Esses mortos, presentes ainda hoje na memória das famílias de Cuipiranga, é que foram chorados e reverenciados, entre outros o chefe cabano Antonio Maciel Branches, cuja trineta Maria Branches Oliveira ainda guarda vivas as lembranças transmitidas através da tradição oral. Os relatos de 80 moradores foram recolhidos por pesquisadores da Caravana da Memória Cabana, que em maio de 2010 percorreu dez comunidades do Baixo Tapajós, levando antropólogos, fotógrafos, cineastas, jornalistas. Os resultados são revelados por Florêncio Vaz, coordenador do projeto:
“Temos agora um arquivo de quase 50 horas de entrevistas em vídeo e outras tantas em áudio, o que já constitui seguramente o maior arquivo do tipo sobre as memórias da Cabanagem no Oeste do Pará. Aproximadamente 80 pessoas de diferentes comunidades deram seus depoimentos”.
Muitos depoimentos de descendentes dos cabanos, mas também de pesquisadores, foram incorporados ao filme “Cuipiranga”, de Cristiano Burlan, exibido durante o I Encontro da Cabanagem, em janeiro de 2011. Agora, outro documentário “Memórias Cabanas” de Cloadoaldo Correa, foi lançado no II Encontro.
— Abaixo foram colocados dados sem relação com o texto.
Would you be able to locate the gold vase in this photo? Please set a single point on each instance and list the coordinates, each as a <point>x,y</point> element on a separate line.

Também está saindo do forno um romance da antropóloga Deborah Goldemberg, uma das coordenadoras da Caravana, além de artigos, dissertações e teses universitárias. O material coletado é tão rico que motivou o debate sobre a criação do Museu Aberto da Cabanagem.
Museu da Cabanagem
Lá, no cemitério, está o embrião do Museu Aberto da Cabanagem, formado pelo monumento-memorial erguido em janeiro de 2011. As pessoas que neste domingo, 8 de janeiro de 2012, o visitaram, puderam ler o texto gravado numa placa em homenagem aos cabanos, que inicia com os versos de Pablo Neruda escritos para outro contexto:
“175 ANOS DA CABANAGEM /“Ainda que os pés pisem mil anos neste lugar / Não apagarão o sangue dos que aqui caíram / E não se extinguirá a hora em que caístes / Ainda que mil vozes cruzem este silêncio”. (Pablo Neruda) /Nesta terra vermelha, nós cidadãos(ãs) amazônidas nos reunimos / Para fazer memória da luta daqueles / Que aqui se levantaram contra a opressão / E ousaram decidir os seus próprios destinos / Este ideal é a nossa herança./ Cuipiranga, 07.09.2011.
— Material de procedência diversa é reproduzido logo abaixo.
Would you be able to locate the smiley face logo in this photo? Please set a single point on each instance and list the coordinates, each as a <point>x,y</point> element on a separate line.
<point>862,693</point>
O historiador Fernand Braudel escreveu em algum lugar que “a condição de ser é ter sido”. Dessa forma, a romaria ao cemitério de Cuipiranga quer provar que podemos ser, porque fomos. As lutas sociais de hoje na Amazônia, entre outras as movidas contra os estragos ambientais e sociais causados pelas hidrelétricas, ganham maior consistência quando ancoradas nas experiências do passado.
A Cabanagem, que revolucionou a Amazônia há mais de 170 anos, faz parte do nosso presente, porque o passado, na realidade, não reside ANTES do presente, mas DENTRO do presente, ou como quer o poeta João Cabral “o passado é o que não passou do que passou”. É isso o que nos dizem os romeiros de Cuipiranga. A Cabanagem não passou. A pergunta mais apropriada, então, não é quem morreu em Cuipiranga, mas quem está ressuscitando.
P.S. Entre outros trabalhos sobre a cabanagem, vale a pena ler: 1) Luis Balkar Sá Peixoto Pinheiro – “Visões da Cabanagem: uma revolta popular e suas representações na historiografia”. Manaus. Editora Valer, 2001. 2) Leandro Mahalem de Lima: “Rios Vermelhos. Perspectivas e posições de sujeito em torno da noção de ‘cabano’ na Amazônia, em meados de 1835”. Dissertação de Mestrado orientada pela doutora Marta Rosa Amoroso e defendida em 2008.